New York City Mayor Bill de Blasio announced at his daily coronavirus briefing on Friday that effective this Tuesday (Dec. 22), all elective surgeries in the city are to be suspended.
NYC Health and Hospitals Corp. CEO Dr. Mitchell H. Katz officially issued the suspension of all elective surgeries “as part of the city’s plans to ensure that all COVID patients who need hospital beds will have them,” Katz said at the briefing.
As of Saturday, there were 16,827 confirmed cases of the novel coronavirus in the past week in New York City, and 5,026 “probable cases” of the virus. There were 21,852 total cases of COVID-19 in the city over the past week, and 173 New Yorkers who died from the virus this past week. The positivity rate was 5.21 percent. The numbers are all increasing, which is the reason for the mayor’s action.
“We have made it clear that the only surgeries that we will be doing are those surgeries that are a result of emergencies, such as car accidents or surgeries in which a patient’s health is directly affected,” Katz said.
“So we are doing the necessary surgeries and the emergency surgeries,” Katz said. “But, we have, consistent with the governor’s request cancelled elective procedures.”

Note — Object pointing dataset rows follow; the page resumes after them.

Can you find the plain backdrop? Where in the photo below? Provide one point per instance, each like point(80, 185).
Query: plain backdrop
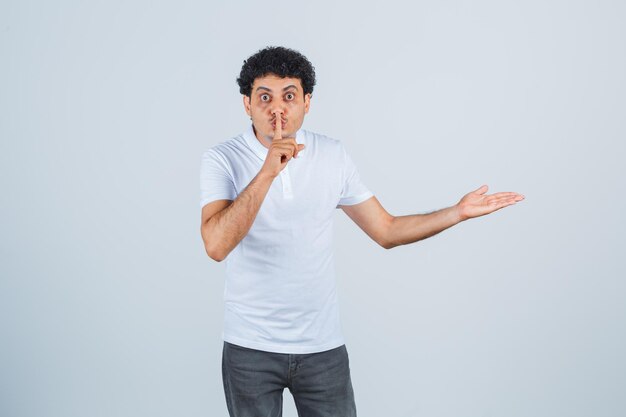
point(109, 306)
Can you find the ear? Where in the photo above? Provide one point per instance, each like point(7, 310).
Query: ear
point(246, 104)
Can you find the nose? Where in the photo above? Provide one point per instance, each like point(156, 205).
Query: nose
point(278, 111)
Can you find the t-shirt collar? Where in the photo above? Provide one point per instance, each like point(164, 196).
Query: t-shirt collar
point(260, 150)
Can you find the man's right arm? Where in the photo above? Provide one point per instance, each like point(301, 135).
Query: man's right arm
point(225, 223)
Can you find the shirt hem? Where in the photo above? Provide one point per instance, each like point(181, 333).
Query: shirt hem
point(282, 348)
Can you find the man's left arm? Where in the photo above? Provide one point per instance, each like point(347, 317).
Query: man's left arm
point(391, 231)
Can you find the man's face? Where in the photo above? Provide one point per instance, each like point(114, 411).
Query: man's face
point(272, 96)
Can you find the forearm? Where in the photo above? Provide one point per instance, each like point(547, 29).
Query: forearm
point(227, 228)
point(408, 229)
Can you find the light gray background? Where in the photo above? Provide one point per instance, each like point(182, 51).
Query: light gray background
point(109, 305)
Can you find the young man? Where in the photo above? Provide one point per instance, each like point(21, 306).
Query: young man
point(268, 198)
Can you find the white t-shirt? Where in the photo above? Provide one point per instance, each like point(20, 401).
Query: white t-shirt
point(280, 291)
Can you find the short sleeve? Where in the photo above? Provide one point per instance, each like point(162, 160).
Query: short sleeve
point(353, 190)
point(216, 179)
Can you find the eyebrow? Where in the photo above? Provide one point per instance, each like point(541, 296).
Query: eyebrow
point(284, 89)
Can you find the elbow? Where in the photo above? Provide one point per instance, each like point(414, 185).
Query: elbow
point(386, 240)
point(387, 244)
point(215, 254)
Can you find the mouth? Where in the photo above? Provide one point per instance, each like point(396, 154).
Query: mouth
point(283, 124)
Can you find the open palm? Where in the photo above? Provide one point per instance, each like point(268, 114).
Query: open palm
point(478, 203)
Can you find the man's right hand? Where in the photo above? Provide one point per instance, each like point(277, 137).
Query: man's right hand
point(281, 150)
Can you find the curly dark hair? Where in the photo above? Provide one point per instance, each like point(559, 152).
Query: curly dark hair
point(278, 60)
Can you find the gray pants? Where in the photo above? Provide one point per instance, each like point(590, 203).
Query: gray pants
point(254, 381)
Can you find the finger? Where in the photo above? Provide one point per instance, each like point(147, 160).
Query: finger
point(292, 143)
point(278, 125)
point(506, 194)
point(299, 148)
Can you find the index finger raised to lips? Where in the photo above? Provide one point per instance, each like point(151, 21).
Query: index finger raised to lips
point(278, 126)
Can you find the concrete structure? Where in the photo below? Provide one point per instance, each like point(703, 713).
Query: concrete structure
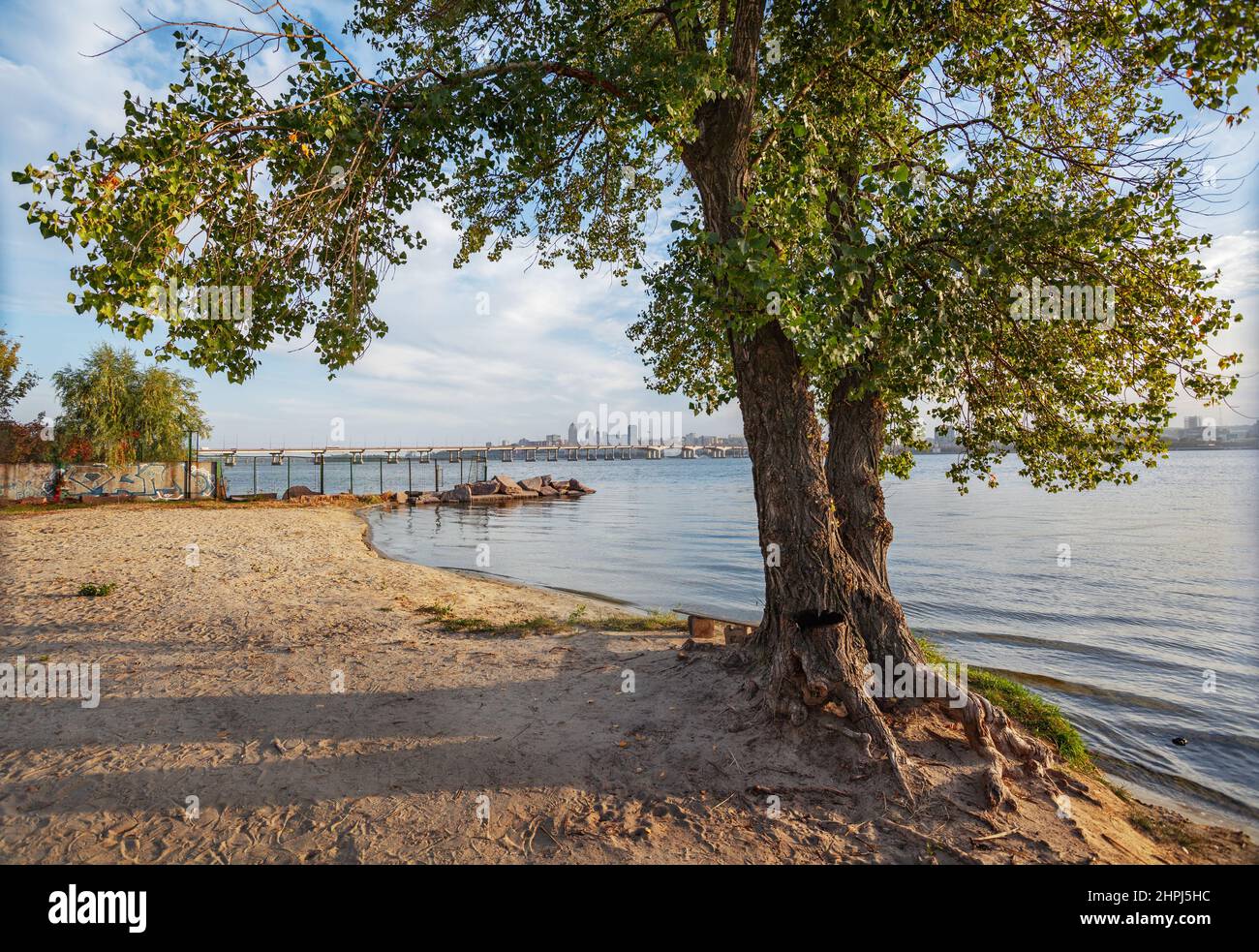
point(146, 480)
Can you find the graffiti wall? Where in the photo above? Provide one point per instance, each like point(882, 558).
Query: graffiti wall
point(152, 480)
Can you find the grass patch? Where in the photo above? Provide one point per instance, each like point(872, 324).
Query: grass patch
point(656, 621)
point(441, 609)
point(1161, 830)
point(478, 625)
point(93, 591)
point(1036, 714)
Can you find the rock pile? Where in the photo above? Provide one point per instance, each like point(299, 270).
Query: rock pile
point(502, 489)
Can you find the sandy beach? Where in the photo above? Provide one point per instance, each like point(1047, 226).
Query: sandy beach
point(296, 697)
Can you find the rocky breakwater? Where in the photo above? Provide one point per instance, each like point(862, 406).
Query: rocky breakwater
point(504, 489)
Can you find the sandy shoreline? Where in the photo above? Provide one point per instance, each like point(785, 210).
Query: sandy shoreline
point(318, 707)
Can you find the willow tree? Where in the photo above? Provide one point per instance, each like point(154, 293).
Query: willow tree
point(125, 412)
point(863, 187)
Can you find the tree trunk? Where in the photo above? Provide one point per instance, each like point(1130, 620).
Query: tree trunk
point(829, 608)
point(809, 638)
point(852, 464)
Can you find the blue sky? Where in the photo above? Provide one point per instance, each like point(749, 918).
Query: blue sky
point(553, 343)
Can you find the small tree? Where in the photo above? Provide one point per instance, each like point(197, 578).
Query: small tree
point(126, 412)
point(15, 383)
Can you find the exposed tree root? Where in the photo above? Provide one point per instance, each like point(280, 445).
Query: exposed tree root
point(819, 666)
point(816, 665)
point(993, 736)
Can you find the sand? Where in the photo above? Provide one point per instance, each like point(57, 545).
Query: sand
point(298, 689)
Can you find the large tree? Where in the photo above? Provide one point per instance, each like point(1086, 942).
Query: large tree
point(865, 188)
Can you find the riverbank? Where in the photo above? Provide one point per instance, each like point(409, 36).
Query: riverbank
point(320, 703)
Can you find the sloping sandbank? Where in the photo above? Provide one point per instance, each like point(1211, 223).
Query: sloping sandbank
point(325, 704)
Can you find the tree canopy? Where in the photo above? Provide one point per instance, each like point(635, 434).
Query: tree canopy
point(913, 171)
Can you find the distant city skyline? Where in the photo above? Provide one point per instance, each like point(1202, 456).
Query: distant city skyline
point(549, 347)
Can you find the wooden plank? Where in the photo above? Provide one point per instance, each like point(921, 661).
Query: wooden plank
point(719, 615)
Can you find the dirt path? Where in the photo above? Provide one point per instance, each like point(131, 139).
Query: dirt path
point(298, 687)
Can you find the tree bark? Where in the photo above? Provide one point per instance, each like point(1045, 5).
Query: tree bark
point(810, 638)
point(852, 469)
point(829, 607)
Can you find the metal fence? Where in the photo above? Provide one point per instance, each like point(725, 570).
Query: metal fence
point(331, 474)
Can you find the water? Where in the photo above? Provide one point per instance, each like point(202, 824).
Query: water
point(1161, 587)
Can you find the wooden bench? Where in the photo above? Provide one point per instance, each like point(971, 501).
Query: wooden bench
point(708, 624)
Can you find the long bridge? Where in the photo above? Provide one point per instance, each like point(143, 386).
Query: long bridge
point(479, 453)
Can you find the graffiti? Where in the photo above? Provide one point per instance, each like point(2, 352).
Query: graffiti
point(146, 480)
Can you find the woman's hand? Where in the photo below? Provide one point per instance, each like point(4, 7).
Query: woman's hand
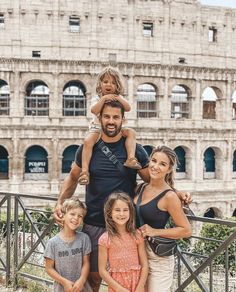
point(57, 214)
point(68, 285)
point(147, 230)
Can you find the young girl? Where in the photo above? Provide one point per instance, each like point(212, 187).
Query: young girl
point(67, 253)
point(158, 201)
point(122, 247)
point(109, 87)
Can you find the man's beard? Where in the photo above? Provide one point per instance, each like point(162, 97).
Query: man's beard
point(109, 133)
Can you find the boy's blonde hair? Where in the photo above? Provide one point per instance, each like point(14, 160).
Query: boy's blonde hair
point(73, 203)
point(110, 71)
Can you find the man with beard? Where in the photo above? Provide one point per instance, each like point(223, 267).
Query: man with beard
point(105, 178)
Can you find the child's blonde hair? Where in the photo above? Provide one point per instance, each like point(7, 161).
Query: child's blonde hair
point(108, 207)
point(73, 203)
point(110, 71)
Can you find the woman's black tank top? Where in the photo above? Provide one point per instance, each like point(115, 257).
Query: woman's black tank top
point(151, 214)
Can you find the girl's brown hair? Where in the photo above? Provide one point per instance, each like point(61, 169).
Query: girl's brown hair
point(110, 71)
point(170, 153)
point(110, 224)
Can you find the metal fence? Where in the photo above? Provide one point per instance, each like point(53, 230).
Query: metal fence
point(26, 224)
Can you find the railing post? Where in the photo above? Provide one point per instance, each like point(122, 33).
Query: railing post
point(16, 224)
point(8, 242)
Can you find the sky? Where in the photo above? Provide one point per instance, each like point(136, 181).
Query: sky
point(226, 3)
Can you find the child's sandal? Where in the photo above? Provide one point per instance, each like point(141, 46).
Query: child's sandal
point(84, 178)
point(133, 163)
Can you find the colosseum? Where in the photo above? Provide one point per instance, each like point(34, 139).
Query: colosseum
point(178, 58)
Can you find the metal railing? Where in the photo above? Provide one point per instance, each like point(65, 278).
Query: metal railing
point(26, 228)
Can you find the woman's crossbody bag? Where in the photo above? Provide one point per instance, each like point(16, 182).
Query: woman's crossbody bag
point(159, 245)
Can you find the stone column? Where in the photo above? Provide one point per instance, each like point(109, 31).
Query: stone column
point(53, 167)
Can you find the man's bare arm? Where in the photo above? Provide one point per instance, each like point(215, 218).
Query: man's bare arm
point(67, 190)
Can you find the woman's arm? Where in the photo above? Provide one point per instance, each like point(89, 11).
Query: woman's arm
point(50, 269)
point(144, 264)
point(172, 204)
point(79, 284)
point(102, 266)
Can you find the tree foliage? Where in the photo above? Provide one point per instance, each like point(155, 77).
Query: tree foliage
point(218, 232)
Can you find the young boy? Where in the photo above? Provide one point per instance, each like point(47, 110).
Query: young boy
point(67, 253)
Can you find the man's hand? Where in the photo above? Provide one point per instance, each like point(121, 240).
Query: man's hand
point(185, 197)
point(68, 285)
point(57, 214)
point(78, 286)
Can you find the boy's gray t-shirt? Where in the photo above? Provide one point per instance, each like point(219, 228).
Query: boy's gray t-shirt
point(68, 256)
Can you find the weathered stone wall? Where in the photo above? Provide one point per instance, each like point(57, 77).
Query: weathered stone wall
point(108, 27)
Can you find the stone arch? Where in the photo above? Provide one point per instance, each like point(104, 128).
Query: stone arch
point(234, 105)
point(234, 164)
point(183, 170)
point(212, 162)
point(4, 98)
point(36, 98)
point(74, 101)
point(68, 157)
point(210, 95)
point(213, 212)
point(4, 163)
point(180, 101)
point(36, 163)
point(147, 101)
point(234, 213)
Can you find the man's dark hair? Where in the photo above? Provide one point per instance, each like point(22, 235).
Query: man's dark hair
point(114, 103)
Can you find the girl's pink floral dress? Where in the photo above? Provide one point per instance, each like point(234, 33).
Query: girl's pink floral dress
point(123, 259)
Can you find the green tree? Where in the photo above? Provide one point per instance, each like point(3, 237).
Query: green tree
point(219, 232)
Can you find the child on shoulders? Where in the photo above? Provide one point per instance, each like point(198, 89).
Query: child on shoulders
point(109, 87)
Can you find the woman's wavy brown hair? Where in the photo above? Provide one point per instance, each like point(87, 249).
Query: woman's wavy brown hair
point(110, 71)
point(170, 153)
point(110, 224)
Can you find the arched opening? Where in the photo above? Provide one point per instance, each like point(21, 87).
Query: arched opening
point(234, 105)
point(234, 164)
point(181, 167)
point(209, 98)
point(37, 99)
point(209, 163)
point(210, 213)
point(4, 98)
point(146, 101)
point(179, 103)
point(3, 163)
point(74, 99)
point(68, 157)
point(234, 213)
point(36, 163)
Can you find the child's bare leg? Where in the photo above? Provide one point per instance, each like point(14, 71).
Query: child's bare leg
point(130, 145)
point(89, 142)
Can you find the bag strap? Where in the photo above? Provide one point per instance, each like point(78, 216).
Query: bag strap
point(139, 200)
point(108, 153)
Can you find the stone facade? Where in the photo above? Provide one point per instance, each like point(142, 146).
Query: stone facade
point(158, 43)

In accordance with a request by Governor Andrew Cuomo, Katz said hospitals are taking steps to ensure 25 percent of their beds are always left open.
At present, there is only a 65 percent occupancy in regular medical-surgical beds and in the intensive care units in the city’s public hospitals, Katz said, so New York City Health and Hospitals are not in “imminent danger” of using the empty beds.
As the hospitalization rates of COVID patients continues to climb, Cuomo has said in his briefings that he has asked the state’s hospitals to create plans to ensure that none are overwhelmed with coronavirus patients. He also raised the possibility of creating field hospitals if they become overcrowded with COVID patients.